When I was younger, you didn't see me very often without a book. Come to think of it, you don't see me very often without a book now. There are several stacked next to my bed (yes, I confess, I read two or three books at a time), some in one of the drawers of my nightstand, a couple stacked on the desk in my closet, and almost always one on my desk at work. The only difference between now and ten or twenty years ago is I don't have as much time to read and I don't read as quickly as I used to. But it's been a long time since I've carried a book around with me like it's a vital organ and cracked it open every spare moment I had. But that's what I did with The Help.
I'm not sure why. There's some language in it. And there's a few things I wouldn't write. But it was so easy to read, and fascinating, and the characters were so real, and maybe it was a touch of home. I haven't lived in the South but about four years of my life (Texas doesn't count), but my mom's family has lived in the Carolinas and Tennessee since they came to America in the 1600s. So I guess the blood is my veins. Of course I wasn't around in the 1960s when The Help takes place, but I've heard stories from my parents who remember the era of integration as kids growing up in Tennessee. (My dad was a correctly-placed Yankee.) And even though my mom was from a long line of Southern plantation owners with slaves and stills in their backyards, she wasn't raised by a black woman. However, Miss Sally came to help clean, polish the silver (Miss Sally loved to polish the silver) and showed up at the house the morning of my mother's wedding to do what she could to help, although she refused to attend. I remember Miss Sally at Grandma's daycare helping in the kitchen, and I think I remember her at Grandma's house once or twice. Miss Sally was old then. When I saw her briefly twenty years later, she was still old. It's the way I will always remember her.

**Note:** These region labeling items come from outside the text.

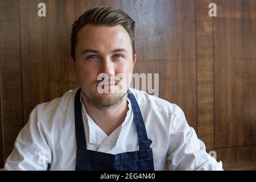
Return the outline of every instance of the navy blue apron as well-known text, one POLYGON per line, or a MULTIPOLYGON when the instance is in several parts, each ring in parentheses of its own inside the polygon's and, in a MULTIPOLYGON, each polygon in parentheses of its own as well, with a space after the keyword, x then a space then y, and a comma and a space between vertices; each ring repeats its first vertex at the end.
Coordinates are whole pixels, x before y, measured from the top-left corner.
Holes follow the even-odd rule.
POLYGON ((133 110, 139 150, 113 155, 86 149, 80 92, 81 88, 77 91, 75 97, 76 170, 154 170, 153 153, 150 147, 152 141, 147 138, 141 110, 133 94, 127 92, 133 110))

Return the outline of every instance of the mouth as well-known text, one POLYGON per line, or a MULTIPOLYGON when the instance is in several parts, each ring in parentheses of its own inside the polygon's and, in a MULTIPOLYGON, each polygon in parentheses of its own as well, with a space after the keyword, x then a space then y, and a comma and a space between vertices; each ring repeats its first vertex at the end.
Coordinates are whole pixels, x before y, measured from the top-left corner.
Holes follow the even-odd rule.
POLYGON ((105 87, 107 88, 110 88, 112 86, 114 86, 115 85, 117 85, 117 84, 118 84, 118 82, 117 83, 101 83, 100 84, 97 84, 96 86, 100 86, 102 87, 102 89, 104 89, 105 87))

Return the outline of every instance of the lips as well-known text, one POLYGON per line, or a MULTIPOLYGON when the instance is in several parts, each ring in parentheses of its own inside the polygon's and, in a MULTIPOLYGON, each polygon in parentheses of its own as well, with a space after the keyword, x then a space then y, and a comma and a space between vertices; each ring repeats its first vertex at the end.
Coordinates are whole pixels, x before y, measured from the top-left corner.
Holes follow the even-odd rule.
POLYGON ((97 84, 97 86, 102 86, 102 88, 104 88, 105 86, 110 87, 110 86, 115 86, 117 84, 117 83, 105 83, 105 84, 101 83, 100 84, 97 84))

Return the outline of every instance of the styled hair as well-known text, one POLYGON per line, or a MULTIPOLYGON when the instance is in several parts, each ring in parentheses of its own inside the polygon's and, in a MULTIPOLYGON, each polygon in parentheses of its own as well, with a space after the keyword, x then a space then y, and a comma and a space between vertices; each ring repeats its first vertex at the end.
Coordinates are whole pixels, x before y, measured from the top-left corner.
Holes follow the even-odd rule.
POLYGON ((135 53, 134 28, 135 22, 125 12, 110 6, 99 6, 85 11, 73 24, 71 33, 71 56, 76 59, 76 46, 77 34, 86 24, 114 27, 122 26, 131 39, 133 55, 135 53))

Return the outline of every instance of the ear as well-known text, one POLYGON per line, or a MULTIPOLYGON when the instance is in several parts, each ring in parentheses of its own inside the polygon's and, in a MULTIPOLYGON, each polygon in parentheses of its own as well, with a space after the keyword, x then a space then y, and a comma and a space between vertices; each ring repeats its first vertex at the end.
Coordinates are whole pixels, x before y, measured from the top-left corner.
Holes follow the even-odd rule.
POLYGON ((133 68, 134 68, 134 64, 136 63, 136 59, 137 59, 137 55, 135 53, 133 55, 133 68))
POLYGON ((73 70, 75 71, 75 72, 76 74, 76 61, 75 59, 73 58, 71 55, 69 55, 68 56, 68 60, 69 61, 70 63, 71 63, 71 65, 72 65, 73 70))

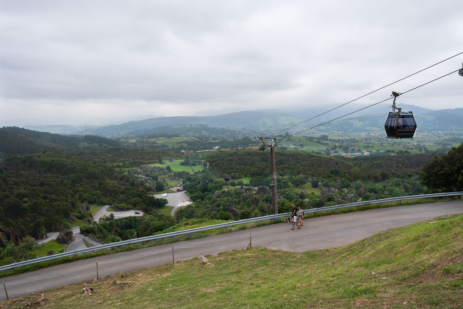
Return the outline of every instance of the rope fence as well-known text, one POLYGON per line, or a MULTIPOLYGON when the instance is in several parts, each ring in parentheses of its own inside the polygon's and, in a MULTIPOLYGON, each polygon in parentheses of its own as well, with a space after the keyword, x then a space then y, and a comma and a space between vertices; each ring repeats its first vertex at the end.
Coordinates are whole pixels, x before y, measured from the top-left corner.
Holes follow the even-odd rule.
MULTIPOLYGON (((243 239, 244 238, 247 238, 248 237, 249 237, 249 244, 248 245, 248 246, 246 248, 246 249, 247 249, 248 248, 250 248, 251 247, 251 234, 249 234, 249 236, 244 236, 244 237, 240 237, 239 238, 237 238, 236 239, 232 240, 228 240, 227 241, 224 241, 223 242, 217 243, 216 244, 211 244, 210 245, 203 245, 203 246, 192 246, 192 247, 174 247, 174 246, 172 246, 172 263, 174 263, 174 249, 187 249, 187 248, 199 248, 199 247, 206 247, 206 246, 216 246, 216 245, 221 245, 222 244, 225 244, 225 243, 227 243, 227 242, 230 242, 231 241, 235 241, 236 240, 239 240, 243 239)), ((136 259, 140 259, 141 258, 145 258, 146 257, 150 256, 150 255, 154 255, 154 254, 157 254, 158 253, 162 253, 163 252, 165 252, 166 251, 169 251, 169 250, 171 250, 171 249, 169 248, 169 249, 166 249, 165 250, 163 250, 162 251, 158 251, 158 252, 155 252, 154 253, 150 253, 149 254, 146 254, 146 255, 142 255, 142 256, 137 257, 136 258, 132 258, 131 259, 123 259, 123 260, 119 260, 119 261, 112 261, 111 262, 100 262, 100 264, 108 264, 111 263, 125 262, 125 261, 130 261, 131 260, 136 259)), ((6 296, 6 299, 8 300, 8 299, 10 299, 8 297, 8 292, 6 291, 6 285, 7 285, 8 284, 19 284, 26 283, 27 282, 31 282, 32 281, 38 281, 38 280, 44 280, 44 279, 50 279, 50 278, 53 278, 53 277, 57 277, 60 276, 63 276, 63 275, 67 275, 67 274, 70 273, 71 272, 74 272, 75 271, 81 271, 81 270, 82 270, 82 269, 84 269, 85 268, 87 268, 88 267, 89 267, 91 266, 93 266, 94 265, 95 265, 96 266, 96 278, 97 279, 99 279, 100 277, 99 277, 99 276, 98 275, 98 262, 96 262, 95 264, 90 264, 90 265, 88 265, 87 266, 86 266, 84 267, 82 267, 81 268, 79 268, 79 269, 76 269, 75 270, 71 271, 68 271, 67 272, 65 272, 64 273, 60 274, 59 275, 56 275, 55 276, 52 276, 51 277, 46 277, 45 278, 40 278, 40 279, 35 279, 34 280, 28 280, 28 281, 21 281, 20 282, 12 282, 12 283, 5 283, 5 282, 3 282, 3 288, 5 289, 5 295, 6 296)))

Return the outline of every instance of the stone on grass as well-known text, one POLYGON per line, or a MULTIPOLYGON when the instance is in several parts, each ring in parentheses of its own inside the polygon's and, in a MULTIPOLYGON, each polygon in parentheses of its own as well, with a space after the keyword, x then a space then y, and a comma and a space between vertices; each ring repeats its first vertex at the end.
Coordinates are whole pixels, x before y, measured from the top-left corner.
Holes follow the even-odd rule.
POLYGON ((201 261, 203 264, 207 264, 209 263, 209 260, 206 257, 200 256, 200 260, 201 261))

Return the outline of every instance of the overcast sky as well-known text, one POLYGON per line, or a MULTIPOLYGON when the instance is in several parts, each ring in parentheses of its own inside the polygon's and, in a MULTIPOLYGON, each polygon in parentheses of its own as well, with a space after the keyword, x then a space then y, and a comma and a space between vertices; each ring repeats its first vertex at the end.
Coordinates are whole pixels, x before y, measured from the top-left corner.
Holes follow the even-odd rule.
MULTIPOLYGON (((463 1, 0 0, 0 126, 297 110, 343 104, 463 52, 463 1)), ((397 102, 462 107, 463 77, 397 102)))

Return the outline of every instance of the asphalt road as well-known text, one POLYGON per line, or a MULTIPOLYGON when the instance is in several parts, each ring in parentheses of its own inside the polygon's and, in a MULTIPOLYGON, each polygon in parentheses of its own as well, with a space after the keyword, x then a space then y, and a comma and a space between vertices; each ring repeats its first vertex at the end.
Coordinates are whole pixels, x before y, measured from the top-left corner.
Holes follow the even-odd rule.
POLYGON ((73 234, 74 235, 74 240, 69 243, 66 247, 66 252, 87 248, 87 246, 83 241, 84 239, 94 246, 101 245, 99 242, 95 241, 89 237, 86 237, 83 234, 81 234, 79 227, 74 227, 71 229, 71 230, 72 231, 73 234))
POLYGON ((180 192, 172 192, 168 193, 167 196, 163 197, 161 194, 156 194, 153 195, 156 198, 165 198, 167 199, 167 205, 172 207, 172 211, 170 214, 174 215, 175 210, 179 207, 184 206, 186 205, 191 204, 192 202, 183 202, 186 200, 188 200, 190 198, 188 197, 184 191, 180 192))
MULTIPOLYGON (((291 230, 292 224, 289 223, 273 224, 176 243, 173 244, 175 260, 184 260, 200 255, 217 255, 220 252, 233 249, 245 249, 249 243, 250 233, 252 234, 253 246, 302 252, 344 246, 393 227, 444 214, 462 213, 463 201, 454 201, 370 209, 305 219, 304 226, 299 230, 291 230), (231 240, 232 241, 221 243, 231 240), (215 244, 217 245, 206 246, 215 244)), ((8 296, 11 298, 18 297, 94 279, 96 277, 95 262, 97 261, 100 277, 171 263, 172 245, 157 246, 76 261, 5 277, 2 281, 7 284, 8 296), (151 255, 145 256, 149 254, 151 255), (135 258, 138 258, 128 262, 122 261, 135 258), (111 263, 113 262, 118 262, 111 263), (88 267, 63 276, 49 277, 86 266, 88 267), (44 279, 45 278, 49 278, 44 279), (23 283, 24 281, 29 282, 23 283)), ((212 260, 213 263, 213 258, 212 260)), ((6 299, 5 294, 2 293, 0 299, 6 299)))
MULTIPOLYGON (((143 215, 143 212, 141 210, 134 210, 132 209, 125 211, 108 211, 107 209, 111 207, 111 206, 108 205, 100 207, 100 209, 97 211, 96 214, 94 216, 94 221, 98 222, 100 221, 100 218, 102 217, 104 215, 109 216, 111 213, 114 215, 114 219, 125 218, 125 217, 130 216, 140 216, 143 215), (138 211, 140 214, 136 214, 136 211, 138 211)), ((100 243, 95 241, 89 237, 84 236, 83 234, 81 234, 81 230, 79 227, 75 227, 71 229, 72 230, 72 233, 74 235, 74 240, 66 247, 66 252, 87 248, 87 246, 85 245, 85 243, 83 241, 84 239, 94 246, 101 245, 100 243)))
POLYGON ((100 209, 97 211, 96 213, 95 214, 95 215, 93 216, 93 221, 100 222, 100 218, 102 218, 104 215, 108 216, 111 214, 114 215, 114 219, 125 218, 125 217, 130 217, 131 216, 139 217, 143 215, 143 212, 138 210, 132 209, 131 210, 125 210, 125 211, 108 211, 108 208, 110 207, 112 207, 111 205, 100 207, 100 209), (136 214, 136 211, 138 211, 140 214, 136 214))
POLYGON ((47 236, 48 236, 47 238, 45 239, 39 239, 37 240, 37 242, 39 244, 44 244, 46 242, 48 242, 50 240, 56 239, 58 238, 58 236, 59 235, 59 232, 50 232, 49 233, 47 233, 47 236))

I think I knew at a young age that segregation in the South remained, and not just in the minds of those my Grandma's age. As I grew up, I learned more and more about it, and it's always intrigued me. It's not just the way my grandmother treats those of black skin. I find it equally fascinating that the black women my grandmother's age behave towards her as if sixty years haven't gone by and they still come polish the silver. My most vivid memory of this was after my great aunt Ruby Jean had a stroke and a black woman would come help her at the old farmhouse where she lived. I visited the summer after that, sat in the living room and tried not to gawk as the older black woman spoke in a tongue right out of the days of slavery. She wasn't going to say anything that wasn't in answer to my grandmother's polite questions, but I wish she had talked more. I felt like I was living history.
For history is a little more complicated than classroom history books. It's not the rote schools teach you: slavery is bad, slave owners are evil, Abraham Lincoln was a savior, and while integration was rough, everyone was better for it. I'm not being racial. I'm just saying that history isn't cardboard. The people were real flesh and blood with real fear, and real emotions, and real problems they couldn't see how to resolve. Slavery is bad but most slave owners were not Simon Legree and both the owners and the slaves felt real attachment to one another despite the walls between them. And integration? Everyone likes their comfort zones and change is hard, no matter what color your skin is. Perhaps that is why The Help is so interesting. It isn't cardboard - it's complicated. Just like life.